Year 5 / Book 16: Hell’s Gate


16) Hell’s Gate by Laurent Gaudé

So this is a strange and intriguing novella by Prix Goncourt-winning French novelist Laurent Gaudé – it starts out with a sort of fairly standard-ish character on something of a mission to avenge someone or something. It turns out the death he is seeking to avenge is, well, his own – and we are soon flash-backing to the moment when he is caught as a child in crossfire between some mafia gangs. The pain and anguish from that divides his parents who cannot come to terms with what has happened – nor find any sense of closure (the father, a taxi driver, can’t follow through on killing the man responsible); and soon the mother, Guiliana, leaves the city and town altogether.

As the novel keeps flashing between 1980 (the year of the killing) and 2002 (the year of the revenge mission), things start to become a bit clearer – and if they don’t, then the book’s title should give you a bit of a clue. The taxi-driving dad Matteo somehow hooks up with a professor, a café owner, a transvestite-prostitute and a maverick priest  – and between them they know of a way to get his son Pippo back….

Which as you might expect, involves them going (quite literally) to Hell and back. The scenes from the Underworld are amongst the best in the book, actually, and pretty powerful – matched only for power by the very real sense of a mother’s grief for her child earlier on in the book. Having become a little bored with the book mid-way through, these scenes held me gripped and they felt as ‘real’ as any other evocations of the after-life I’ve read.

All in all, it’s a strange book partly because it is a mix of genres: a crime-revenge meets after-life exploration meets marriage-breakdown combo.

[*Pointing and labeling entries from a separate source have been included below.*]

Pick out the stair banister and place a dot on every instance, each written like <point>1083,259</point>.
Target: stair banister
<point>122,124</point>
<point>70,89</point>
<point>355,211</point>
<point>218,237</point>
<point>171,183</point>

As a result, I do think it’s a bit uneven and the shifts around can be disconcerting and break up the novel unhelpfully. But there is something strangely memorable here too: the grief and remorse of Matteo & Guiliana is palpable, the escape from the depths thrilling and terrifying, and some of the philosophising moving this beyond a narrative-by-numbers. Gaudé can really write – and it makes me want to try some of his other work, to see if his skills are more effectively and consistently put to use.